Glaciers at the Arboretum
The Catskill Geologists
Robert and Johanna Titus
Have you been to the Mountain Top Arboretum? It’s in Onteora Park along Rte. 23C. The Arboretum was founded only about a quarter century ago and we have been members most of that time. It’s spread out across a couple of hundred acres of land, but the core is where the trees of the proper arboretum are, right by the road. They are young and not all that tall yet, but they are coming along.
We will be taking you there to see the geology from time to time, but let’s make our first visit today. If you visit the Arboretum you will be likely be parking in the lot right next to Rte. 23C. Right across from the parking lot, you will see the entrance to the main arboretum. There is a gate there and you can’t enter without passing through it. That’s where the geology starts.
If you look down, then you will see a flat surface of bedrock (our first photo). Look again and notice how that bedrock seems to have been smoothed out. It almost looks polished; it has been. Now look again and you will likely soon notice a series of long, very straight scratches in the rock. They are, all of them, parallel to each other. We always bring a compass along and we got it out and took some measurements. We found that all those scratches lie on a north-to-south lineation.
We had just begun a journey into the past; we were visiting the Ice Age. All that polishing was the result of a glacier passing across this surface. The bottom of that moving ice was dirty with sand, silt and clay. The ice pressed all that sediment into the ground and polished that surface. Sanded might be a better choice of words. In any case, it was the ice that produced what we see here. If you look through the gate, you will be looking north.
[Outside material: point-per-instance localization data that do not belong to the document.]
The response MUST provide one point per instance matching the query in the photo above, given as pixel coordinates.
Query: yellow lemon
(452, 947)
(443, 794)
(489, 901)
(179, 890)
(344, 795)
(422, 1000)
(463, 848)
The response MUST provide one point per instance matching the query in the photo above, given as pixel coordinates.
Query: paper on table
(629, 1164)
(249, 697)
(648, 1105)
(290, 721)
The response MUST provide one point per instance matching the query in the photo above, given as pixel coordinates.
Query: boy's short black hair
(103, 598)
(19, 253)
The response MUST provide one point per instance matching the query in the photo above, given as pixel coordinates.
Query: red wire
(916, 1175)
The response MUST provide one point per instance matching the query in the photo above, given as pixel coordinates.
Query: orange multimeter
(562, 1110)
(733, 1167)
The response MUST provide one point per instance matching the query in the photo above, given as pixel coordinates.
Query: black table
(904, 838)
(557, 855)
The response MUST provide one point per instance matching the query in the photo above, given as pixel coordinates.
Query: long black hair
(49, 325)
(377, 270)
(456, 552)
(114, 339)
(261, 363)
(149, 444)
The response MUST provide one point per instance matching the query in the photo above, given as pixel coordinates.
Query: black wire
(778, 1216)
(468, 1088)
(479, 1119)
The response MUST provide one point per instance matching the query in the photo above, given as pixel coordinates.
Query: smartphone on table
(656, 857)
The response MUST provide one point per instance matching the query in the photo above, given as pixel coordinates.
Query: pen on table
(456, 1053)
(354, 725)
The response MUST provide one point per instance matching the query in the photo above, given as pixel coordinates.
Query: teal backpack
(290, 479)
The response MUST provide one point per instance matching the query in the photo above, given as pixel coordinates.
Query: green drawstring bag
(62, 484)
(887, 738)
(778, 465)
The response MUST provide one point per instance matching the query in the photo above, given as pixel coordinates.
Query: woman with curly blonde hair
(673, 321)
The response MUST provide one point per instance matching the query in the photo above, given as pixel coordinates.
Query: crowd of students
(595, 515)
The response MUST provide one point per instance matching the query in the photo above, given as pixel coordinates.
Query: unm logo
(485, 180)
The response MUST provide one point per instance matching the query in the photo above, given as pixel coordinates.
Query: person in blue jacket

That’s the direction from which the glacier arrived. In our mind’s eyes we could look that way and envision that glacier moving towards us.
We have seen surfaces like this many times before. But what surprised us, and what we want to talk about today was something else. Off on the right side of this outcrop we saw a pair of what are called glacial grooves. So far, we have been talking about cobbles being dragged across the surface of the bedrock. These are very good at leaving striations. But, imagine for a moment that some very large boulders were being dragged by too. You would expect them to be pressed into the ground as much or more as nearby cobbles.
Those boulders, as you would expect, were making something bigger than striations; we call them glacial grooves. Grooves are a lot wider and deeper than striations. But there is something else. Those boulders were being pressed down by the weight of the ice. That tended to hold them in place. But they were also being pushed from behind by the moving ice. For a period of time the weight of the ice did hold these boulders in place, but then the push from behind got to be so great that the boulder skipped forward in a sudden leap. When it “landed,” it created a large crescentic nick in the surface of the bedrock. We call such nicks chattermarks.
This process continued for some time. Every “leap” forward left a new chattermark, all of them nicely nested in the boulder’s groove (our second photo). That’s what we see at the Arboretum and we don’t remember ever seeing any grooves quite as good as these. They are well worth a visit.
There is one problem with today’s story. If the sunlight is just right, then you will be able to see all that we have described. But if the light is wrong . . . then you will see none of it.